I drink in the information along with the floral tea and pretend to understand that riddle.
“You are learning that your gift can amplify or drain. But it is not confined like the other Orders. I see all because I was the first. You will see possibilities. For you. For others. To weave and thread and sow. To nurture or to destroy. But at the centre of it all is your mind and heart. And the way to rule them in harmony is to master your emotions. Something that takes years.”
She is open with her information, as if it had only been a matter of time until she would impart this to me.
But I feel the pressure of the words and run them over in my mind so I don’t lose or forget any of them.

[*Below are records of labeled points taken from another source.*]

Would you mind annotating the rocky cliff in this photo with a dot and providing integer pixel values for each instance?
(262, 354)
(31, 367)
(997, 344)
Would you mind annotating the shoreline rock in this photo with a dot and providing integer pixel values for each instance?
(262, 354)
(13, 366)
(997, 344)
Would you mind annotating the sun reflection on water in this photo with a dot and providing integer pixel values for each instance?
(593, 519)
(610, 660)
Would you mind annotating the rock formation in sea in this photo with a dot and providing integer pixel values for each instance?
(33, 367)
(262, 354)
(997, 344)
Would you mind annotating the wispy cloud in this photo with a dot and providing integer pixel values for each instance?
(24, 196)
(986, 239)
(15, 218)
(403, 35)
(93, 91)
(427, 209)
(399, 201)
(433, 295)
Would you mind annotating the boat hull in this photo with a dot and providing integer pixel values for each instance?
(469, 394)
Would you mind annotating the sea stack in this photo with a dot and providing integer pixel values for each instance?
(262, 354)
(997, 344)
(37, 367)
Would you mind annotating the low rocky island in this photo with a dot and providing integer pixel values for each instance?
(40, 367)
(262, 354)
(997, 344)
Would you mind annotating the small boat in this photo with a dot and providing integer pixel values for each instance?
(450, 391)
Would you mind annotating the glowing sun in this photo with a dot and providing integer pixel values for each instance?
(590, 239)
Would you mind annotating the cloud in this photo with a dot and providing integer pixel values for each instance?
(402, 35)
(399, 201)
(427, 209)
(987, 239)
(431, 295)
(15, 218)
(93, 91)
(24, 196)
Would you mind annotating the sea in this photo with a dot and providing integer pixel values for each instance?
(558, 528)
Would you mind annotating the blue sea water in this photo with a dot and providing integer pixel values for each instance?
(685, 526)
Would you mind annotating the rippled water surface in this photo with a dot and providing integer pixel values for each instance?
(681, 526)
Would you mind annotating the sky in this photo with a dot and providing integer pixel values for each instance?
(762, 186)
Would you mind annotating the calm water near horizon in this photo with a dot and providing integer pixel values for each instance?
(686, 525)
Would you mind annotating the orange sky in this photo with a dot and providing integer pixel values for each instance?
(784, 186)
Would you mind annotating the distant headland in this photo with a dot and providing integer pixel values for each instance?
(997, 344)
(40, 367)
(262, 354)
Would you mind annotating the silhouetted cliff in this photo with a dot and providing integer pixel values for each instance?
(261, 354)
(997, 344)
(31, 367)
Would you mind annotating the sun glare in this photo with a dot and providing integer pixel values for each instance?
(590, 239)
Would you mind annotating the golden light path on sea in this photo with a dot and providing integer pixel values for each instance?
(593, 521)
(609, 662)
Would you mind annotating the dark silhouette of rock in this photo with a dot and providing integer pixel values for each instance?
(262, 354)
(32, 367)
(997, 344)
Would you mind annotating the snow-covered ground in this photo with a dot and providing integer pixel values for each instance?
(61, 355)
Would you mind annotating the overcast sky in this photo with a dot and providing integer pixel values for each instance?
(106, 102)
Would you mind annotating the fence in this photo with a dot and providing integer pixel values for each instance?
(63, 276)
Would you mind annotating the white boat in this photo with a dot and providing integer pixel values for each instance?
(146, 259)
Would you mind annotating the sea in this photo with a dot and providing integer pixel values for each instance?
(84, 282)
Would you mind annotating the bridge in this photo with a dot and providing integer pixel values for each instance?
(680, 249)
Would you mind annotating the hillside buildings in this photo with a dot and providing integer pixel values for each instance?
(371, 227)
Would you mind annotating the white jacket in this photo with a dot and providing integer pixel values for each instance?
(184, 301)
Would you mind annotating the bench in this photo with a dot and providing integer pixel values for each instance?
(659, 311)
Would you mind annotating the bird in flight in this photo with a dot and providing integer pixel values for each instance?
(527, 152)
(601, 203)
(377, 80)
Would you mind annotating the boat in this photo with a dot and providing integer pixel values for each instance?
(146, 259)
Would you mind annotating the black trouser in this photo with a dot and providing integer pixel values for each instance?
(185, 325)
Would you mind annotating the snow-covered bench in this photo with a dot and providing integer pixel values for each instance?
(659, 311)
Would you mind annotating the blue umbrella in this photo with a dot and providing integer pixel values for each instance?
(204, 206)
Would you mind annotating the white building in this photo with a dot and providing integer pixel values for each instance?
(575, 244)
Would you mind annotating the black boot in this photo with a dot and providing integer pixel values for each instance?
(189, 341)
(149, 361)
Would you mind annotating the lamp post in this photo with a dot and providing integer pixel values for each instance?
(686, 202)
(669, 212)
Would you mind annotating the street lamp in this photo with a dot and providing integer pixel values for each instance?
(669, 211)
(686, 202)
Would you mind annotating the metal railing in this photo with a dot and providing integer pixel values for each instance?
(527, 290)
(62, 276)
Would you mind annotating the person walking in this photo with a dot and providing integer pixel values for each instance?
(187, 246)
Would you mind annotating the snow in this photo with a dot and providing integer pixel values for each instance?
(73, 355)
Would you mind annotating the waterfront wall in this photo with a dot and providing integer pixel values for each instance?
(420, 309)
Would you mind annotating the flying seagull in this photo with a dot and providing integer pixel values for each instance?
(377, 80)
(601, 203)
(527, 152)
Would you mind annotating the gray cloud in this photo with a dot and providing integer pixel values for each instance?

This conversation has subtle inflexions and meanings, and no doubt, I’ll be poring over them in the middle of the night.
I glance at the Maker. Her sagging body and her hollow, empty eye sockets, scarred and worn, and I try to imagine her as a younger woman, a woman who worshipped the moon and was also granted this life—this gift.
“Would you like to see?” She breezes into my mind . “Would that help you to stop calling me Witch, child?”
I nearly choke but manage to keep the tea in my mouth and not splutter all over us. Her low chuckle is my answer.
A beautiful woman now sits in her place with raven hair and milky white skin, like it’s been bathed in moonlight. And just as quickly, it vanishes.
“I won’t call you a witch any longer. Thank you for the information. I still have…” I pause the words in my head.
“You will always have questions. Stop waiting for the answers. Act on what you know now. Carve your path. Stop being afraid.”